Berghausen Düsseldorf braucht jedenfalls keine architektonische Landmarke (lacht). Denn Düsseldorf hat architektonisch bewiesen, dass die Stadt weiß, worauf es ankommt. Bei meinen vielen Besuchen in der Landeshauptstadt habe ich hautnah verfolgen können, wie der Kö-Bogen entstanden ist, der Tausendfüßler verschwand. Andere Städte können Düsseldorf um diese geschickte Planung beneiden.

Sie waren bereits einmal Mitarbeiter der IHK Düsseldorf. Damals saßen Sie in der fünften Etage, jetzt ist es die elfte. Was ist das Ziel Ihrer Amtszeit?

Berghausen Wenig überraschend die Weiterentwicklung der Wirtschaft. Eine der Säulen dieser Weiterentwicklung ist zweifelsfrei die Digitalisierung. Damit ist ja nicht nur gemeint, wie große Telekommunikationskonzerne, etwa Vodafone, vorgehen. Es geht darum, wie mittelständische Unternehmen mit der Digitalisierung umgehen.

Wie steht der Mittelstand diesbezüglich da?

Berghausen Laut unseren Umfragen wissen 80 bis 90 Prozent der Mittelständler, dass sie etwas tun müssen. Viele aber schieben diese Herausforderung vor sich her. Die Digitalisierung funktioniert in Firmen stets von oben nach unten. Die Sensibilisierung dafür ist gegeben, an der Umsetzung hapert es mancherorts hingegen noch.

Was ist eine andere Baustelle?

Berghausen Die zweite Säule ist die Fachkräftesicherung. Wir denken hier in Düsseldorf nur zu oft "die Stadt wächst ja, diese Sorge haben wir nicht". Aber das ist verkehrt. Die Stadt lebt auch von Einpendlern aus dem Umland, und dort ist der demografische Wandel bereits durch einen Bevölkerungsrückgang bei der jungen Bevölkerung spürbar.

Wie äußert sich das?

Berghausen Schon heute suchen weniger Jugendliche von außerhalb ihren Ausbildungsplatz in Düsseldorf. Dieser Trend wird sich verstärken. Denn es gibt auch andere wirtschaftsstarke Regionen in NRW, und die schlafen auch nicht. Auch in Ostwestfalen gibt es eine Menge erfolgreicher "Hidden Champions" im Mittelstand. Was wir ebenfalls nicht vergessen sollten: Das Rheinland steht vor allem bei den Hochqualifizierten auch im Wettbewerb mit starken und attraktiven Regionen wie München.
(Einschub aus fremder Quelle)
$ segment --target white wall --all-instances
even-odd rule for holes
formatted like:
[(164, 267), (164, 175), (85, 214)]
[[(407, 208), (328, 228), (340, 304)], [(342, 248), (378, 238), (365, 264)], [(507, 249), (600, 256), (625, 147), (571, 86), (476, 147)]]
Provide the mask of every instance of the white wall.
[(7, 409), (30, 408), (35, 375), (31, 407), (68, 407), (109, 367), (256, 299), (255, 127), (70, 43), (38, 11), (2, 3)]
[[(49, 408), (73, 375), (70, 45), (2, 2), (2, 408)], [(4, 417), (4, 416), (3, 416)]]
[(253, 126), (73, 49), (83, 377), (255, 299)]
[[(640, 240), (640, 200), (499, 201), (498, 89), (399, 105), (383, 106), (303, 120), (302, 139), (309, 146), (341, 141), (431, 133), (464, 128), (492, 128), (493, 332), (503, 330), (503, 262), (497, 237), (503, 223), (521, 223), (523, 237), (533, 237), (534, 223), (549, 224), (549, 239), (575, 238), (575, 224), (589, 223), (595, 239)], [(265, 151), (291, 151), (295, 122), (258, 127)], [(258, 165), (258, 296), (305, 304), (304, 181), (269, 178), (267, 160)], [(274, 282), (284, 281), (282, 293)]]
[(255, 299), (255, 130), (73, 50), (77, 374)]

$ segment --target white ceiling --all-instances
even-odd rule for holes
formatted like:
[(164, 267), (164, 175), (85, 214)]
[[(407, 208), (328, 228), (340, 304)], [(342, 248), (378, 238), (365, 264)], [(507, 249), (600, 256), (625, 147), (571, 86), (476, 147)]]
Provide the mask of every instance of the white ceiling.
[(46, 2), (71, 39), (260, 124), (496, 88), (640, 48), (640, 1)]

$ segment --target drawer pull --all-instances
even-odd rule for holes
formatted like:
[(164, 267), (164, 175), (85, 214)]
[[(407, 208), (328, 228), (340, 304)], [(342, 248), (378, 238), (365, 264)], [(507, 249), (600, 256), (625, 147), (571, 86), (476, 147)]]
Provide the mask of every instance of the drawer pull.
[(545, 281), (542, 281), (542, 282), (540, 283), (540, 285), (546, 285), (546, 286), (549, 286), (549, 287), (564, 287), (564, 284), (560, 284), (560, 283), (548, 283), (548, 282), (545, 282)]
Wie können wir attraktiver werden?

Berghausen Wir müssen aktiv Marketing für den Standort machen. Eine Chance wäre es, qualifizierte Auslandsstudenten zum Bleiben in Düsseldorf nach dem Studium zu bewegen. Außerdem müssen wir den Start-up-Standort stärken. Diese jungen Unternehmen sind attraktiv für junge Leute.

Das Thema Start-up ist in Düsseldorf in aller Munde, auch weil Oberbürgermeister Thomas Geisel die Förderung der digitalen Gründer lautstark propagiert. Wird dabei die Industrie vergessen? Daimler, Vallourec und SMS etwa bauen Stellen im dreistelligen Bereich ab.

Berghausen Nein. Die Industrie spielt weiter eine herausragende Rolle in Düsseldorf, auch wenn die Zahl der Arbeitsplätze im vergangenen Jahrzehnt gesunken ist. Sie ist und bleibt das Rückgrat der Düsseldorfer Wirtschaft. Der Masterplan Industrie zwischen Politik, Verwaltung und der IHK ist der richtige Weg.

Das sagen alle. Aber was konkret kann der Masterplan bringen? Nach dem er mit viel Tamtam vorgestellt wurde, ist es eher still geworden...

Berghausen Das sehe ich nicht so. Ein ganz wichtiges Ziel ist und bleibt, Flächen für die Industrie vorzuhalten. Ausgewiesene Gewerbeflächen dürfen trotz knappen Wohnraums nicht in Wohnflächen umgewandelt werden. So etwas erodiert die industrielle Basis. Nicht nur für die großen, auch für mittelständische Unternehmen sind Flächen das A und O. Die IHK wird weiter genau hinsehen, wenn es Bestrebungen geben sollte, Industrieareale umwandeln zu wollen.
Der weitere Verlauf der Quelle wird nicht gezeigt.